Low-code development platforms (LCDPs) aim to simplify software systems’ development by providing easy-to-use graphical interfaces. The system behaviors are defined through available data handling and workflow mechanisms enabling the specification of business processes from users that do not have strong programming skills. Moreover, a clear understanding of the data involved in business processes is critical to reduce the mistake in the implementation of the model.

Although LCDPs in business process are most widely used BPMN as business process model, but it has limitations as a data-flow language. Specifically, BPMN underspecifies the data store and does not support the relationship between different data types. Additionally, it does not represent users and external systems, which can lead to misunderstandings in the process model.

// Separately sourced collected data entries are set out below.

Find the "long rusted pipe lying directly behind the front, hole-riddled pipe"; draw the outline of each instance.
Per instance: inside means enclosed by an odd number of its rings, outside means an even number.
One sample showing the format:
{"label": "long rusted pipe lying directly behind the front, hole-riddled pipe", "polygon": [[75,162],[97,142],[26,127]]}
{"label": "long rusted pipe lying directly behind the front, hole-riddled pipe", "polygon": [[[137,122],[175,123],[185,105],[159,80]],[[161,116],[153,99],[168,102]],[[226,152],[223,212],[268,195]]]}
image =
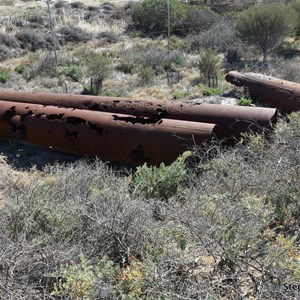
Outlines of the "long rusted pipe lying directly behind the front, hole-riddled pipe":
{"label": "long rusted pipe lying directly behind the front, hole-riddled pipe", "polygon": [[276,109],[218,104],[188,104],[179,101],[132,100],[128,98],[0,91],[0,99],[77,109],[106,111],[148,117],[218,124],[220,136],[238,138],[241,132],[261,131],[276,122]]}

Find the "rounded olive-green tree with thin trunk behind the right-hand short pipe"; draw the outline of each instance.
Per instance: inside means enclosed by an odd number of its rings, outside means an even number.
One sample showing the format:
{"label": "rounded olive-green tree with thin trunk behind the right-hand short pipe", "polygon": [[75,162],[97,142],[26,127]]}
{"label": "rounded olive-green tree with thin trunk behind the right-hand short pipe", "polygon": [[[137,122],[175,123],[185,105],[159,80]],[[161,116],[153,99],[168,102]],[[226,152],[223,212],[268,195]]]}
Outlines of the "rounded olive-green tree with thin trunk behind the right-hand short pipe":
{"label": "rounded olive-green tree with thin trunk behind the right-hand short pipe", "polygon": [[239,15],[236,28],[243,41],[262,50],[266,63],[268,54],[292,32],[294,14],[278,3],[255,5]]}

To address these issues, we proposed DF-BPMN, a first step in low-code solutions that connects process and data diagrams by using the Activity DataFlow, an extension of the standard BPMN activity. DF-BPMN provides insights into how data flows through a process and identifies areas for data-related improvements, enabling process designers to model the complex relationships between processes and data. DF-BPMN allows developers to represent data in a graphical format, improving collaboration between business and developers.

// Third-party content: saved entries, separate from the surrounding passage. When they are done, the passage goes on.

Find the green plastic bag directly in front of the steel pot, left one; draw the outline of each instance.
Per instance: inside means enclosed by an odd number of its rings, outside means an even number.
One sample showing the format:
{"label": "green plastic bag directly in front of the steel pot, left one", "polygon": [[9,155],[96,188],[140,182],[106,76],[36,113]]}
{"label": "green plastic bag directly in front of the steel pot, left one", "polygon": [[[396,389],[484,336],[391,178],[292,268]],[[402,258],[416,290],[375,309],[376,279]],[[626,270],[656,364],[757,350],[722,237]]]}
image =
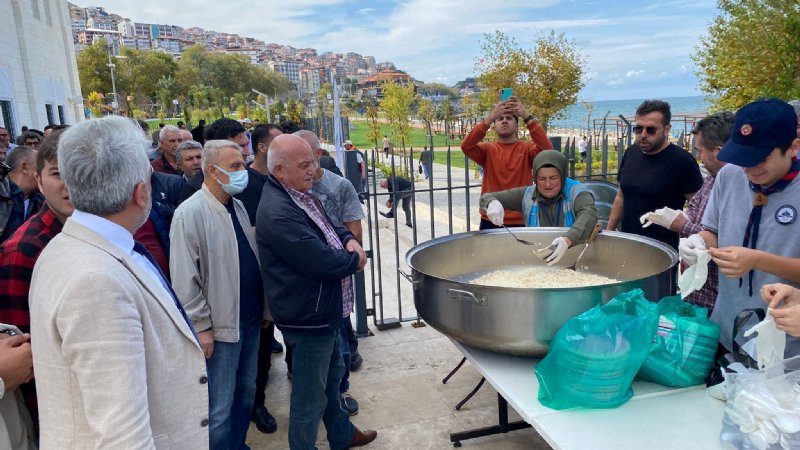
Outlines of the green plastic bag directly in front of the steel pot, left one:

Based on our evaluation in Sect. 6, DF-BPMN is a promising approach for supporting process designers in modeling the complex relationships between processes and data. DF-BPMN is simple to understand without requiring additional information, and because it is a visual language, we are confident that the information will be understood by everyone. However, humans still require assistance in creating a model using DF-BPMN, which can be resolved using AI assistance. Indeed, we are working on the second step of low-coding by generating an execution code to be used in the engine for the execution of the process.

In conclusion, by integrating low-code and business process modeling, DF-BPMN provides the first step of low-code solution that bridges the gap between process and data diagrams and enables a clear understanding of the data involved in business processes. It has the potential to improve overall efficiency and effectiveness by identifying areas for data-related improvements.